By — Homeschool Association of California
Updated on Dec 8, 2010

Pulling Your Child Out of School

Jennifer* (name and some facts changed to protect her privacy) was enrolled in a school that decided that she needed special education services. The school staff was abusive to her and her parents tried to pull her out of school. Jennifer was denied admission into the public school homeschooling program, charter school programs were unavailable, and her parents decided to homeschool her using the private school option. They filed an R-4 with the county, and the county rejected it, stating that they were not eligible to homeschool their child because she was subject to an IEP (Individualized Education Program) and she was required to be enrolled in the public school to receive the "free appropriate public education" they were providing her.

This scenario is the opposite side of the coin discussed in my April 2001 column. Instead of requesting the school to provide special education services to homeschoolers, homeschoolers are rejecting the special education services schools are providing. Are special needs children precluded from using private educational alternatives? The answer is a resounding NO. Just because a child has been determined to be a special needs child and an IEP has been prepared for her, does not mean that her family loses their constitutional right to choose the best educational alternative for their child. Parents can elect to place their child in a private school or facility. (20 USC 1412 (a)(10)(C); Education Code §56174.)

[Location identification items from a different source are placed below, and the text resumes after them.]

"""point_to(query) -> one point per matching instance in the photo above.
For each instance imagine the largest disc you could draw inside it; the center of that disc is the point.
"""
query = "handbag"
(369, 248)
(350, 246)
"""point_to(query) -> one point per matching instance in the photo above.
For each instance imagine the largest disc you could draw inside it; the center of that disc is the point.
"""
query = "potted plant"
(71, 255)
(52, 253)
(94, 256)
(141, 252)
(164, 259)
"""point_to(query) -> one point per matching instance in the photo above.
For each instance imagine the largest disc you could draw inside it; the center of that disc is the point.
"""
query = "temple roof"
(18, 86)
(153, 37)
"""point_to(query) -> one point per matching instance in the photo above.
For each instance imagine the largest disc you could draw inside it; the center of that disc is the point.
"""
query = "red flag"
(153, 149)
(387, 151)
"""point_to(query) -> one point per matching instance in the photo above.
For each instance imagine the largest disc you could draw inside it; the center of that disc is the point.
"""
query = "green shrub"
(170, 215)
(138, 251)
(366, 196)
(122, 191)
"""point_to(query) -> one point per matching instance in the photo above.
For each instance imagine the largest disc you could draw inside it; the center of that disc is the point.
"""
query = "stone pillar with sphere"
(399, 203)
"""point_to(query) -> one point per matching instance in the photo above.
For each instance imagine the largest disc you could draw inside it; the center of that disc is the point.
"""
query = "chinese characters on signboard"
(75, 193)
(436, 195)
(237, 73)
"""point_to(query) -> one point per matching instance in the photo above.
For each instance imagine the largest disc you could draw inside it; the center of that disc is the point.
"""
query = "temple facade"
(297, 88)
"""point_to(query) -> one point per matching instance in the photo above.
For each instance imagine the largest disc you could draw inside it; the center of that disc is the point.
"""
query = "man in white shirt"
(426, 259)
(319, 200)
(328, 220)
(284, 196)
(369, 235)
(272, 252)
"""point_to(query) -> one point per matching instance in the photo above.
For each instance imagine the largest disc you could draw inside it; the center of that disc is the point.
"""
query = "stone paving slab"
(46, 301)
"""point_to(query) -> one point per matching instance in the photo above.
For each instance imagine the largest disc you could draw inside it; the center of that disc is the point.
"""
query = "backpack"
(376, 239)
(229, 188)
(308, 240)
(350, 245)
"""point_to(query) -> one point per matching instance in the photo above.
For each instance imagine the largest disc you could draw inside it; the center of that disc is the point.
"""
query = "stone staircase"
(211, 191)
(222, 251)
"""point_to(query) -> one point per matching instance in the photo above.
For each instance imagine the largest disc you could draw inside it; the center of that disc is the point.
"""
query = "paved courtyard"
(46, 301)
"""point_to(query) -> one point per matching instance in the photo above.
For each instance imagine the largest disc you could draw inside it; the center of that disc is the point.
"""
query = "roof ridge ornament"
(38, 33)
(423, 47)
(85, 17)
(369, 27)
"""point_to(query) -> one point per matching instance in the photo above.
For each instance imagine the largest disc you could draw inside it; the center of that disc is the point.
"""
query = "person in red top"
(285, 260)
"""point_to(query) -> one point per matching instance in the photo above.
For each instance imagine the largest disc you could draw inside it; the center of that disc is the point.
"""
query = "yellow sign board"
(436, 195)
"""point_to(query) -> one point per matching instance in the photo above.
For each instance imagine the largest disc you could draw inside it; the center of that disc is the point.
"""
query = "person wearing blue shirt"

The fact that a family has a special needs child with an IEP contract, is involved in a SARB process or has signed a contract requiring them to comply with the compulsory education requirements does not negate their right to enroll their children in the private school of their choice. Furthermore, special needs children are not required to be enrolled in public school and may be enrolled in a private school of the parent's choice. The choice of a private school includes the right of a parent to enroll their children in a home-based private school by establishing their own school, complying with the California requirements for starting and operating a private school, filing an R-4 to verify that they have complied with the California requirements, and sending verification, upon request, to the local school district that the children are enrolled in and attending the private school. The county office of education does not have authority to approve or decline to process private school affidavits.

Jennifer's family is homeschooling their children, after filing the R-4 with the state. HSC wrote a letter to the office of education, and the family is prepared to enforce for their right to homeschool their special needs child. Often, administrators are bluffing, or just do not know the law. It is important that you know your rights so you can provide the best educational alternative for your children.